Of course, the Supreme Court hasn’t (yet) declared that gays have a constitutional right to marry. So AU provides a clever backup argument: Permitting religious clerks to discriminate against gay couples would run afoul of the First Amendment’s establishment clause. A religious exemption, the high court has repeatedly held, violates separation of church and state if it punishes innocent third parties. That’s because when the government accommodates religious beliefs at the expense of others who don’t share those beliefs, it appears to be unconstitutionally endorsing one religion over another. This eminently sensible principle would seem to sink the ADF’s arguments, for pretty obvious reasons.

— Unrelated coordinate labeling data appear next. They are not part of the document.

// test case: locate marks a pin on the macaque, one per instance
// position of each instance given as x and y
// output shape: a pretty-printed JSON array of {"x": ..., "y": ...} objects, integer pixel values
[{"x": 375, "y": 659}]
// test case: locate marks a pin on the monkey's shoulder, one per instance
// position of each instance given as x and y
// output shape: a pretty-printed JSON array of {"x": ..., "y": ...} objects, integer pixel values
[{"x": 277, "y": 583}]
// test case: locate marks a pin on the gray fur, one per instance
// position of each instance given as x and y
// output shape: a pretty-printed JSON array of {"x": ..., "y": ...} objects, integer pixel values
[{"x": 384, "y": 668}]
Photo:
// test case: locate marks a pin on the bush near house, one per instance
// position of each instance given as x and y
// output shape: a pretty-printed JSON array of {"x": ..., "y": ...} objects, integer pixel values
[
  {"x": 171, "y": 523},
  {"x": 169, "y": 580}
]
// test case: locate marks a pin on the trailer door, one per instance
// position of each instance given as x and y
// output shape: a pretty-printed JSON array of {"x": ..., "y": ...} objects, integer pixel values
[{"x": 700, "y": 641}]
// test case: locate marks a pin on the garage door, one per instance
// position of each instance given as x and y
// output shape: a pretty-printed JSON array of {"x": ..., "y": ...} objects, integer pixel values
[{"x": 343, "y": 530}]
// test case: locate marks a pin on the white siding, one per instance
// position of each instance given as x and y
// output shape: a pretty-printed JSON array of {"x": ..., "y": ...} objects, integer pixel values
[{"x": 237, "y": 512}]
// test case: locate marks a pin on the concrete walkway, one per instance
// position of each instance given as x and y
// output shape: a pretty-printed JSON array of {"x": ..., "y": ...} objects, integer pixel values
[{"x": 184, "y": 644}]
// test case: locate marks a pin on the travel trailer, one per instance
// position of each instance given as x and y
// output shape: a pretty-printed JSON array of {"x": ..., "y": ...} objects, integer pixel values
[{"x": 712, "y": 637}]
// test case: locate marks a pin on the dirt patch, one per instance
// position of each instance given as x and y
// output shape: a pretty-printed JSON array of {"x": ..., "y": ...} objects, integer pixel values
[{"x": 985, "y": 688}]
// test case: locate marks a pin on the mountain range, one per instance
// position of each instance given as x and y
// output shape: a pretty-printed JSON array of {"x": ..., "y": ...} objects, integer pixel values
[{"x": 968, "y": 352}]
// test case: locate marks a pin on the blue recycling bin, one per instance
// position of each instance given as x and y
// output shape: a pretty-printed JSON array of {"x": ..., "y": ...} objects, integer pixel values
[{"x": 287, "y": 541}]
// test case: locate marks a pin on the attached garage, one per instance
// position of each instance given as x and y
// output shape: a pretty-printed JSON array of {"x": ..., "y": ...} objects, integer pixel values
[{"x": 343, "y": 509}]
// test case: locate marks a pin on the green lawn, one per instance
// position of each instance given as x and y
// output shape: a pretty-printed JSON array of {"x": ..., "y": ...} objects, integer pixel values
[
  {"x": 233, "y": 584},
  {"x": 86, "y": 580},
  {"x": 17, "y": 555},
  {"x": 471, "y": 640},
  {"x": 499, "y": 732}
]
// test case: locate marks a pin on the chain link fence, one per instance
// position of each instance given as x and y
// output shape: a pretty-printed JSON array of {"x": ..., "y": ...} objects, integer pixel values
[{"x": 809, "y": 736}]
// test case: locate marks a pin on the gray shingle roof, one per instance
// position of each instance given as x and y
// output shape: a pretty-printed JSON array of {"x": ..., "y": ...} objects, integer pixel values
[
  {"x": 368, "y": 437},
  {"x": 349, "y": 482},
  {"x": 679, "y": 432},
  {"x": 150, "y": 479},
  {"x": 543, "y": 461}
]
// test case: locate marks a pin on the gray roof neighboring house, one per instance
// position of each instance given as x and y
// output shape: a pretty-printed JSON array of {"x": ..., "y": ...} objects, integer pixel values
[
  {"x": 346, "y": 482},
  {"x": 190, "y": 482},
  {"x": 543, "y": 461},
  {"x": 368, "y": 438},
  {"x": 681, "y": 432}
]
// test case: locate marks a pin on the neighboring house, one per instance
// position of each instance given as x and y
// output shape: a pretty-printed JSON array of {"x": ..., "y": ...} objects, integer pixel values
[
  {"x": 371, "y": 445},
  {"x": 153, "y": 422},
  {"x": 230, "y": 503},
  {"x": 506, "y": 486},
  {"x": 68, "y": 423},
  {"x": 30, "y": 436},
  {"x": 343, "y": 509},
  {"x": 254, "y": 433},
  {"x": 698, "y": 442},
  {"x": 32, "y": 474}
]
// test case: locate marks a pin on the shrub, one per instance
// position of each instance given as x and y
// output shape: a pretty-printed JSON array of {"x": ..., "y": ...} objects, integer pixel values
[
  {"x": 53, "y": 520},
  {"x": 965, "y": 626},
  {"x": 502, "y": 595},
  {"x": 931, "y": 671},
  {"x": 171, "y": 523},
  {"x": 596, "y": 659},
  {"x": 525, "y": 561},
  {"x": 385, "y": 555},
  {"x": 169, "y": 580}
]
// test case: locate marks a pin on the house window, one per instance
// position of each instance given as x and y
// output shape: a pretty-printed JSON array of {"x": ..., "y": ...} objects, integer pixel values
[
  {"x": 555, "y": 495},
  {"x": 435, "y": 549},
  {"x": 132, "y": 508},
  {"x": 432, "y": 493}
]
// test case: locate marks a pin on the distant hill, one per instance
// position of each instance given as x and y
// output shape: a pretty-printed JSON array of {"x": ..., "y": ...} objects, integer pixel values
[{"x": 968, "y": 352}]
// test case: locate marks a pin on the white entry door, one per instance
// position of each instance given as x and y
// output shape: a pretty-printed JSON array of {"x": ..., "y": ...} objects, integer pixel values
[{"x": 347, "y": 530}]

If a state permitted orthodox Christians to deny marriage licenses to gay couples, its government would seem to be endorsing Christianity—while simultaneously disregarding the indignity and prejudice suffered by the gay couples.
Perhaps sensing the weakness of its primary points, the ADF hedges its memos with a small-bore argument, noting that many states (including Virginia) require the government to demonstrate a compelling interest before burdening religious beliefs. Again, this claim is a complete nonstarter. As Justice Anthony Kennedy noted in his Hobby Lobby concurrence, the state has a “compelling” interest in preventing someone’s “religious exercise” from “unduly restrict[ing] other persons … in protecting their own interests.” These words seem designed to rebut the notion that snubbing and humiliating gay people qualifies as “religious liberty” that the government must protect.
The ADF doesn’t think that complying with the constitution qualifies as a compelling interest, and it certainly doesn’t think that protecting the dignity of gay couples is of any importance whatsoever. That’s no surprise—but it is a bit startling to see a once-esteemed group pick such an absurd fight. The ADF looks at the law through the fisheye lens of anti-gay animus, and the results of its analysis have always been correspondingly warped. For years, this bias made the group’s arguments appear offensive. At this point, however, the ADF is merely embarrassing itself.